November 19, 2014

Slush injects Finnish cleantech innovations with energy

Tespack specialises in storing energy. Pictured Mario Aguilera (left), Sami Pfaler and Caritta Seppä.
Tespack specialises in storing energy. Pictured Mario Aguilera (left), Sami Pfaler and Caritta Seppä.
Teemu Granström

Just moments after the doors of the Expo & Convention Centre opened on Tuesday morning it was already filled with a steady humming of activity: Slush 2014 is on! On the first day of the event, Good News met with three Finnish cleantech and energy sector companies, all of which have their sights set on the global markets.

Mario Aguilera is participating in the event with his Finnish company Tespack. Tespack manufactures portable solar panels that can be used to charge mobile phones or laptops, for example. According to Aguilera, the company specialises in storing energy. Its product offering includes, for example, backpacks with embedded light-weight solar panels.

“When someone says mobile phone or computer, certain companies come to people’s mind instantly. When someone says mobile energy, nobody can think of anything, even though it is an extremely important thing today. We want to be leaders in mobile energy,” Aguilera explains.

Tespack was founded in 2013 and sales of its products began this year. The company employs seven people in Finland, two in Bolivia and one in China. At the moment, sales are highest in Finland, followed by the Benelux countries, South America and the UK. However, Aguilera says the company’s markets are global – energy is needed everywhere.

Prefab biorefineries

At this year's Slush, Biogts's Mika Rautiainen was in charge of the company's three-minute pitch.

At this year’s Slush, Biogts’s Mika Rautiainen was in charge of the company’s three-minute pitch.

Teemu Granström

Annimari Lehtomäki and Mika Rautiainen step down from Slush’s yellow stage – they have just finished their pitch about their company Biogts.

Biogts’s main business is the manufacture of biogas and biodiesel production plants. The new type of biorefinery plants developed by the company make it possible to turn organic waste into fuel. Introduced to the market in summer 2013, the refineries have garnered plenty of interest, according to Lehtomäki.

“Our technology is based on a so-called dry process, which means that our plants are able to process even dry waste fractions without necessarily having to add liquid into the process,” Lehtomäki explains.

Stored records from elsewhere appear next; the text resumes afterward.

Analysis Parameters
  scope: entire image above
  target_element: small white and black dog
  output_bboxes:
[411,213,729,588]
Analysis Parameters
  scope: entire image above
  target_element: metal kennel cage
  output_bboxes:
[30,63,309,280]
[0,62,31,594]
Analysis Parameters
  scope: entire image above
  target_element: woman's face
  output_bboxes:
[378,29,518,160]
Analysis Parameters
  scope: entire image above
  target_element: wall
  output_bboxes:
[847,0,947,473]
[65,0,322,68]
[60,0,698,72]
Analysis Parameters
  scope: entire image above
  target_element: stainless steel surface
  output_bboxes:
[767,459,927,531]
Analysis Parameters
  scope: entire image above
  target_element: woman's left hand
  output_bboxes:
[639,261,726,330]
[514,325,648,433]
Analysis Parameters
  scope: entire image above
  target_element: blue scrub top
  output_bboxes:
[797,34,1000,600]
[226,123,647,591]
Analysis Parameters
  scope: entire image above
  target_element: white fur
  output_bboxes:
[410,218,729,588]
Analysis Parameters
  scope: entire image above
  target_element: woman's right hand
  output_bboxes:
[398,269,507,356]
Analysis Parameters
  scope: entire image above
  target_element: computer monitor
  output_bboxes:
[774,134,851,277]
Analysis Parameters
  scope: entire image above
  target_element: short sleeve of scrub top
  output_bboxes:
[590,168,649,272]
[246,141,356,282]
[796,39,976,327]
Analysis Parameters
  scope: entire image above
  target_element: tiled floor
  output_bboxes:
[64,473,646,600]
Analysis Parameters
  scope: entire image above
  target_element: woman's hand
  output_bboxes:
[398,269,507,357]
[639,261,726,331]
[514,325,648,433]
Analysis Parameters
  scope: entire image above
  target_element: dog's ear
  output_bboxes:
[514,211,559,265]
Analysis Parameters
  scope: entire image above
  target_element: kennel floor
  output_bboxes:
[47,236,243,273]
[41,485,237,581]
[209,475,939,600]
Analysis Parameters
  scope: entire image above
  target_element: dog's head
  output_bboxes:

“In addition, our plants are easily scalable: the smallest plant can be built to fit inside a sea container, and larger ones can be built from modules with standard dimensions. What is also unique about us is that we can deliver to our customers complete factory-built biorefineries that enable quick and easy installation and startup. That is why our biorefineries have been nicknamed ‘prefab biorefineries’.”  Lehtomäki points out.

Sensors to combat energy loss in buildings

“Our goal at Slush is to meet investors from as many countries as possible and present our concept to them,” says Jukka Aho, CEO of Pandia.

At Slush, Aho represents the Leanheat concept which aims at increasing energy savings in blocks of flats. Leanheat is a concept owned by Pandia, developed together with Si-Tecno and a few other companies.

According to Aho, the temperature and air humidity in blocks of flats is measured poorly and flats are often overheated. This results in huge energy losses. Leanheat’s solution is a sensor installed in every flat to measure temperature and humidity and transfer the measurement data to the Leanheat service. Out of a huge amount of data, the service screens the reports that indicate what to do with the temperatures in the flats.

“Our intention is to use big data to enable a proactive approach to detecting temperature problems in the flats. That means you don’t have to wait until problems occur to solve them; instead, you can make decisions beforehand based on the measurement data,” Aho explains.

Leanheat has concluded agreements on a pilot involving 4 000 flats, with sensors in use in 1 500 flats for a month now. According to Aho, the results look promising.

“As far as we know, this type of measurement technology does not yet exist anywhere on this scale. We are definitely heading abroad, as the markets in Finland are small,” Aho says and hurries to the next meeting.

Several meetings kept Leanheat's Jukka Aho busy during the first day of Slush.

Several meetings kept Leanheat’s Jukka Aho busy during the first day of Slush.